With school or church music, learning songs through tonic sol-fa (tonic sol-fa is a technique for teaching sight-singing) was not an option and it was expected that at a certain age you would be able to sing notes as the basis of learning music.
Life at school was never boring. I had experiences I would never forget. For instance, the shops and the post office in town were more than a kilometre from our school. Countless times I ran this distance, sent by my teachers. At times, a teacher would make me run this distance to town just to buy slices of French polony.
Sometimes a teacher would send us to the post office to post love letters. ‘Bayajola!’ – ‘They are dating!’ – we would say when the envelopes were sexy. Sometimes the envelopes would have a picture of roses, or of a couple sitting on the beach watching the sunset. I will forever cherish those times of posting love letters.
In 1974, in Grade Four, I was among the high achievers. Those with the best grades were selected for a school tour to East London and King William’s Town. In East London we went to fascinating places like the zoo, the aquarium and Kiwane Beach. But it was King William’s Town that I enjoyed the most. The SABC’s Radio Bantu studios were there, and this was where my dream of being a radio presenter was ignited.
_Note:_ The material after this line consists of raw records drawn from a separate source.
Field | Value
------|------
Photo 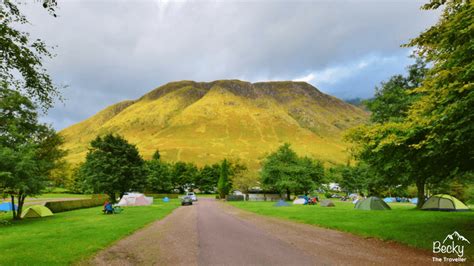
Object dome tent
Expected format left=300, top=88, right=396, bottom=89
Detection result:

I had long dreamt of working at a radio station. As a child at home in Bhofolo, I was fascinated by the people inside the radio who had this ability to paint a picture in the listener’s mind. I wanted to know more about how they did it. Where did they come from? Did they come from places like Bhofolo?
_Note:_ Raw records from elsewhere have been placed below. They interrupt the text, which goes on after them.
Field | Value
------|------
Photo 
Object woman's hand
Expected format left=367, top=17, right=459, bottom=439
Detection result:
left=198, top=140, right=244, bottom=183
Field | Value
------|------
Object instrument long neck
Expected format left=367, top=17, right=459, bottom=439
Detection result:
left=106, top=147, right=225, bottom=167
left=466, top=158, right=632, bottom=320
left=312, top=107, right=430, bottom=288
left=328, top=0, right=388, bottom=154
One day I tried to open a radio.
‘What are you doing?’ yelled my mother when she found me – a mere seven years old at the time – sitting with a portable radio between my legs trying to get into it with a screwdriver. I wanted to see these people with their amazing voices. My mother stopped me before I could do any serious damage. But I knew then that one day, I also wanted to talk in this box. For me, radio released the magic of the voice.
I must say that during the tour of the SABC Radio Bantu station, what had been abstract in my curious mind was made concrete. This was when I saw and sat with the legendary Xhosa broadcaster Given Ntlebi while he was recording his most popular, and my favourite, Sunday morning programme, Bavumeleni Abantwana Beze Kum. If this radio stalwart had lived just ten to fifteen years later, he would have been inducted into the South African Radio Hall of Fame. For me, standing there and watching him performing his trade, playing with his uniquely compelling voice and well-placed hand signals, was all I needed to satisfy my imagination and complete a picture of my future. I was only ten years old, but I could clearly see myself as a radio broadcaster. Me. A boy from the dusty streets of Fort Beaufort. In that moment, marvelling at the sight of that radio legend, I became more convinced than ever that that was what I wanted to do for the rest of my life.
* * *
Thozamile ‘Sir Thoz’ Nyakatya describes being my teacher at Tinis Higher Primary School:
It was not easy to teach Mputumi, as he was a member of my family. What made it difficult was that I could not accept any excuse for failure to do homework or any other classwork. Fortunately, he never let me down, as he would always come top in my subjects. There was one thing I never accepted and that was him failing to do his homework, and he knew that once that happened, I would show no mercy. Remember, I was also under pressure, as other learners were watching my reaction to him and corporal punishment was still the order of the day during those years. I guess that also helped him as he would make sure that he made me proud. He sang tenor in our school choir. ‘Unfortunately for him’, he would meet with me even there, as I was a choirmaster.
Putco’s padkos
Often our dreams of what we want to become are with us from a young age. If we are lucky, then we will have mentors to lead us to realise our dreams. I have had mentors, and because of them I learnt to share my expertise with those coming after me.